When you’re coaching athletes of any stripe, there are many challenges. Confidence issues, body issues, discipline, time management, and even a few personal questions can all come up. One of the things that nobody warns you or tells you how to deal with is athlete depression.

Yes, athletes of any age – even kids – can become depressed. All it takes are a combination of the right factors.

Over the years, I’ve had to teach myself how to deal with depression in the teams I coach. It isn’t easy to spot and even harder to work through, but I’ve learned a thing or two about what works.

In some cases, laughter and talking are good. Laughter helps cut down the symptoms and improve the mood. Encouraging people to spend time with friends and family can help, as long as those are not the causes of the depression in the first place.

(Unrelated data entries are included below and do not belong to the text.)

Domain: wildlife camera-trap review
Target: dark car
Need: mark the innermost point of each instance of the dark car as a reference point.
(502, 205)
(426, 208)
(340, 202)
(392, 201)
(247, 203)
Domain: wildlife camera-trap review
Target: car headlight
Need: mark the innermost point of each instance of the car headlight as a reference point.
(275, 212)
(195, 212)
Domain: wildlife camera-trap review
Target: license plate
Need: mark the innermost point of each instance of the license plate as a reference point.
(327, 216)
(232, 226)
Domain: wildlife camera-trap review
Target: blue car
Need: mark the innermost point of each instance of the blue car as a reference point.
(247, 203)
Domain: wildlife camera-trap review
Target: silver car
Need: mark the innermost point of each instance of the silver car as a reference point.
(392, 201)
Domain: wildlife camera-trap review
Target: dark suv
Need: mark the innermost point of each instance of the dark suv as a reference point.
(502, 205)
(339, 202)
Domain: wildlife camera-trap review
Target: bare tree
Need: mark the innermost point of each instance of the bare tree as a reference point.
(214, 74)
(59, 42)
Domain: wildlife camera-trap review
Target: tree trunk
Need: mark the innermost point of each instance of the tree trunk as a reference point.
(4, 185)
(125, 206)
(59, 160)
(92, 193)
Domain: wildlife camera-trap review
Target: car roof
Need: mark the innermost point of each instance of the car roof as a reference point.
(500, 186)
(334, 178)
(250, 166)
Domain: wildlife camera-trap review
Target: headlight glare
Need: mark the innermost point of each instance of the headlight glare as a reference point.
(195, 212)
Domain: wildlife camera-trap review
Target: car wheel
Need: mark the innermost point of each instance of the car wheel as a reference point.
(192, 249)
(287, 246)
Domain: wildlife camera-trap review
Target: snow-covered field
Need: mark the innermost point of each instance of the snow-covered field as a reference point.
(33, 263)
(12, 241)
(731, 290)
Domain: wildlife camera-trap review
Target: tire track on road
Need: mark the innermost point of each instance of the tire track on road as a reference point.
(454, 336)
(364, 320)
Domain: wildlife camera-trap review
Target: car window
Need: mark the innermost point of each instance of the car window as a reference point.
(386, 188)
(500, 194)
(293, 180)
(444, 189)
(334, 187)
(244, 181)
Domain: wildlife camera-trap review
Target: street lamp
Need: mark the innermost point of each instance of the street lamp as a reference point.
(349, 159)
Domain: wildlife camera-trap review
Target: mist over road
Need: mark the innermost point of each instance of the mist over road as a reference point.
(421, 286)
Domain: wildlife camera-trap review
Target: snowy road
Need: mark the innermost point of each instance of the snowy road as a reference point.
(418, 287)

Communication is also important. The depressed need someone to talk to, a support system that won’t toss them aside when their mood drops like a lead balloon.

Exercise also helps.

To quote a movie, exercise releases endorphins into the body. Endorphins make you happy. Therefore, people who exercise regularly are more satisfied, or at least less likely to feel depressed. It helps that making people focus on physical performance keeps their mind busy.

Sleep also works wonders. Sometimes, the brain just does not function right if you’re not getting enough sleep. I’ve found that sleeping it off works for a lot of emotional troubles, or at least make them feel like less of an issue long enough for you to work on a permanent fix.

In some people, talking about the future specifically is a good move. Sometimes, thinking about where they might be can help them overcome where they are now. It doesn’t have to be a big plan, though. Just little steps to keep them moving forward helps.

Finally, eat regularly. Food is important, especially the occasional comfort food.